One implication of Sageman's work is that these groups centered on national liberation seldom pose a terrorist threat to the United States. Hamas, for instance, pledged no attack on the US. Sageman found no Kashmiris among the international terrorist groups-- they are focused on their domestic project of liberation.
4) Virtually in a class by themselves are the Islamic State of Iraq in the Sunni Arab areas of Iraq, and the Taliban, whether the Tehrik-i Taliban in the Federally Administered Tribal Areas of Pakistan or the neo-Taliban of southern Afghanistan. The Islamic State of Iraq and similar organizations are called by Washington 'al-Qaeda in Iraq or AQI-- but the groups themselves generally do not call themselves this since the killing of Abu Musab Zarqawi. They have been attrited in Iraq by Shiite death squads, by American military operations and special death squads, and by the opposition of tribal and other local political forces, such as the 1920 Revolution Brigades, which allied from summer 2006 with the US. They operated on a much bigger scale than the groups in 3) and had the potential to control big swathes of territory before their defeat.
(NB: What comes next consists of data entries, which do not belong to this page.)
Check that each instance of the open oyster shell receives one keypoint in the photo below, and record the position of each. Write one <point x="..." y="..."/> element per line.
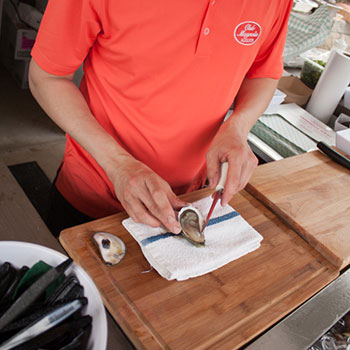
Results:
<point x="191" y="222"/>
<point x="111" y="247"/>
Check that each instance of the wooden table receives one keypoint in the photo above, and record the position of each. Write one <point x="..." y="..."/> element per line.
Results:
<point x="19" y="221"/>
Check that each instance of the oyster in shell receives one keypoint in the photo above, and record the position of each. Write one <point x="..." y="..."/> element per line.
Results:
<point x="111" y="247"/>
<point x="191" y="222"/>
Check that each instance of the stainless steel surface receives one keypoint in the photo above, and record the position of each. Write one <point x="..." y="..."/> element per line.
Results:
<point x="304" y="326"/>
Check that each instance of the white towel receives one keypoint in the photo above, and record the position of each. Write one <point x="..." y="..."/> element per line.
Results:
<point x="227" y="237"/>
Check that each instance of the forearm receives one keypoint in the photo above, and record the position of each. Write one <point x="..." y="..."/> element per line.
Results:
<point x="66" y="106"/>
<point x="252" y="100"/>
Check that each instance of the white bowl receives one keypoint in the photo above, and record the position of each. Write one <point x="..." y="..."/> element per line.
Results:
<point x="22" y="253"/>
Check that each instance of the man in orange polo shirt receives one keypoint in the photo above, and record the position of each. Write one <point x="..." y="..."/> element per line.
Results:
<point x="146" y="123"/>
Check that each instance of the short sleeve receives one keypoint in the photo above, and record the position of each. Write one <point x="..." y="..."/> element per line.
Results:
<point x="68" y="30"/>
<point x="269" y="60"/>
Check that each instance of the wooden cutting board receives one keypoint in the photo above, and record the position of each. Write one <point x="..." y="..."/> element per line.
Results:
<point x="312" y="193"/>
<point x="220" y="310"/>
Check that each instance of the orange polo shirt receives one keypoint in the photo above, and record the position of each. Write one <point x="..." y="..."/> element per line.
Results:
<point x="159" y="76"/>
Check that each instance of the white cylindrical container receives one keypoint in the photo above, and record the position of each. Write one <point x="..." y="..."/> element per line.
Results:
<point x="330" y="87"/>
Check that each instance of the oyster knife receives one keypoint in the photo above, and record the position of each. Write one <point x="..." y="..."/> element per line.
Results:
<point x="219" y="191"/>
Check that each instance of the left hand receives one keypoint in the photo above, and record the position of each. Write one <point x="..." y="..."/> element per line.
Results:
<point x="230" y="145"/>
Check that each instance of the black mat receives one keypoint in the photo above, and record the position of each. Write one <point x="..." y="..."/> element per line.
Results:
<point x="35" y="184"/>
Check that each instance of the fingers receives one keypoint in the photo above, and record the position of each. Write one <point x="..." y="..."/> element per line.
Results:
<point x="153" y="204"/>
<point x="241" y="167"/>
<point x="160" y="203"/>
<point x="213" y="170"/>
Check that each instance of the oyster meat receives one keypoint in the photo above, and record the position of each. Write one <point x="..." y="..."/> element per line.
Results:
<point x="191" y="222"/>
<point x="111" y="247"/>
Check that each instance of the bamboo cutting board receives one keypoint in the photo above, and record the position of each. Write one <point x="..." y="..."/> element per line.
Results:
<point x="312" y="193"/>
<point x="220" y="310"/>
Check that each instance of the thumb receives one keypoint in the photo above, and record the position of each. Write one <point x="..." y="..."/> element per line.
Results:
<point x="177" y="203"/>
<point x="213" y="172"/>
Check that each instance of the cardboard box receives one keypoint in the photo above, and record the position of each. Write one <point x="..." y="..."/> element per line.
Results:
<point x="18" y="38"/>
<point x="296" y="91"/>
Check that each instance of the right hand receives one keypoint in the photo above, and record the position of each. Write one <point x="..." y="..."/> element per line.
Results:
<point x="145" y="196"/>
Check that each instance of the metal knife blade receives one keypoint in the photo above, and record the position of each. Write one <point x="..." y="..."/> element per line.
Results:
<point x="334" y="155"/>
<point x="219" y="191"/>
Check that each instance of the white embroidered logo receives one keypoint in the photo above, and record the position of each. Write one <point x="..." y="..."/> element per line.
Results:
<point x="247" y="33"/>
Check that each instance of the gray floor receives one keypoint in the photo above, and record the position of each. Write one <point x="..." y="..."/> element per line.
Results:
<point x="26" y="132"/>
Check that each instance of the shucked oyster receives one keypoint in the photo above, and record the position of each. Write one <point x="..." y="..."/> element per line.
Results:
<point x="111" y="247"/>
<point x="191" y="222"/>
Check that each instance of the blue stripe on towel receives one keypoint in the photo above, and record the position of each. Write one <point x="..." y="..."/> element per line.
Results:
<point x="212" y="221"/>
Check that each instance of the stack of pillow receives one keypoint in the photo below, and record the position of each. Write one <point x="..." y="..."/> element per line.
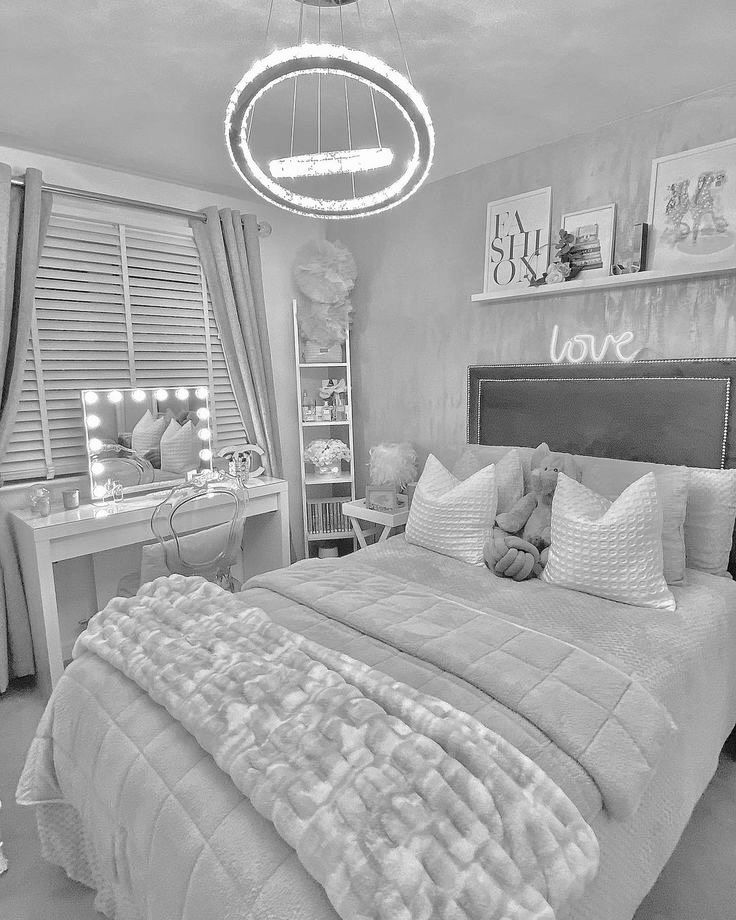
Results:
<point x="171" y="443"/>
<point x="627" y="531"/>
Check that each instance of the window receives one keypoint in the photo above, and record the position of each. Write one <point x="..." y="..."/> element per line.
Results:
<point x="115" y="306"/>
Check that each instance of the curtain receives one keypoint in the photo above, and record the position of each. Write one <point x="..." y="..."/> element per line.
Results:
<point x="24" y="218"/>
<point x="229" y="248"/>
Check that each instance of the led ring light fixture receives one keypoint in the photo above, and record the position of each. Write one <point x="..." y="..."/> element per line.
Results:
<point x="289" y="63"/>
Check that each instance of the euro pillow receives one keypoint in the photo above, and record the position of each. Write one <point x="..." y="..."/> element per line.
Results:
<point x="451" y="516"/>
<point x="609" y="478"/>
<point x="609" y="549"/>
<point x="146" y="434"/>
<point x="509" y="472"/>
<point x="711" y="512"/>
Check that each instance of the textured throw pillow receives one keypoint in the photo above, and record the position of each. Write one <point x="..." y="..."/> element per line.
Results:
<point x="147" y="433"/>
<point x="509" y="474"/>
<point x="711" y="511"/>
<point x="452" y="517"/>
<point x="612" y="550"/>
<point x="179" y="448"/>
<point x="609" y="478"/>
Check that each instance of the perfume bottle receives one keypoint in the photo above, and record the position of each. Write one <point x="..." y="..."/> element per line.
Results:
<point x="308" y="408"/>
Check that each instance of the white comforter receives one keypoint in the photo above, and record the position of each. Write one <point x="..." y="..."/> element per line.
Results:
<point x="682" y="659"/>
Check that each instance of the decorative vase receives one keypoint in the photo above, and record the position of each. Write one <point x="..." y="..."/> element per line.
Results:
<point x="328" y="469"/>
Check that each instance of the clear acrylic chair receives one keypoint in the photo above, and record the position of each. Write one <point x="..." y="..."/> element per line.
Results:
<point x="210" y="551"/>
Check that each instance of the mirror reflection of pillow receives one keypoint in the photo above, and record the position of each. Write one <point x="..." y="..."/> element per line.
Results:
<point x="179" y="448"/>
<point x="147" y="433"/>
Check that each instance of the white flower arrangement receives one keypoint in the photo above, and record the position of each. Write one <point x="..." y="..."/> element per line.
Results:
<point x="323" y="452"/>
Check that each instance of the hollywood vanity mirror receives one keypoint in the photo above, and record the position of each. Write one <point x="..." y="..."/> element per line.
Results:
<point x="145" y="439"/>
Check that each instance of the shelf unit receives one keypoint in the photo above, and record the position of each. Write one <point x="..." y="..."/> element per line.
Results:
<point x="593" y="284"/>
<point x="322" y="496"/>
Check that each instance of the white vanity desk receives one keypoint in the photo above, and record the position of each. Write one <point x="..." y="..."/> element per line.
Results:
<point x="91" y="529"/>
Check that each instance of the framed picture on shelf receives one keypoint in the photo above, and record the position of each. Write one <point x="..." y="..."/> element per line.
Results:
<point x="381" y="498"/>
<point x="517" y="239"/>
<point x="594" y="230"/>
<point x="692" y="209"/>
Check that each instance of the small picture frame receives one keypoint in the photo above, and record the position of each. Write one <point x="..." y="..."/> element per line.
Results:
<point x="692" y="209"/>
<point x="595" y="231"/>
<point x="382" y="498"/>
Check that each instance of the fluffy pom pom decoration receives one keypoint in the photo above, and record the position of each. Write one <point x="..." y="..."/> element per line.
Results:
<point x="325" y="324"/>
<point x="394" y="463"/>
<point x="325" y="271"/>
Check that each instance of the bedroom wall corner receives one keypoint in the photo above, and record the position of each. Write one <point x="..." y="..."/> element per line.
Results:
<point x="415" y="330"/>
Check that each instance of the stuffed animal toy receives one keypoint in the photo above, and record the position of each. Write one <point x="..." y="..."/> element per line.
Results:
<point x="519" y="545"/>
The radical Sunnis' strategy in Iraq, of targetting Shiites and provoking an ethnic civil war, doomed them, since it left them a small minority toward which the majority was deeply hostile. They were forestalled by their own tactics from taking up the mantle of Iraqi nationalism, and so remained terrorist groups without larger political import.
While the Taliban are broadly unpopular in both Pakistan and Afghanistan, they do have some claim on sentiments of sub-nationalism among the Pushtun ethnic group and so have managed to become political movements and not just terrorist groups (though they continue to deploy terrorism as one tool for accomplishing their political goals). The neo-Taliban in Afghanistan seem to be near to taking Ghazni, which is not so far from the capital, Kabul.
Although the US is worried about the Arab volunteers who take refuge among the resurgent Taliban, they are a tiny element and cannot easily launch international terrorist operations from FATA. NATO is making a significant error if it does not recognize that the neo-Taliban is more than just a small international terrorist organization. Rather, it has elements of a national liberation organization (in northwest Pakistan it is the lentil-eating Punjabis who are coded as the 'foreign' occupiers).
While counter-terrorism activities can be usefully pursued in these three areas, it is clear that the local perception of foreign occupation is part of the problem, and a long-term occupation is likely to exacerbate the violence rather than reduce it.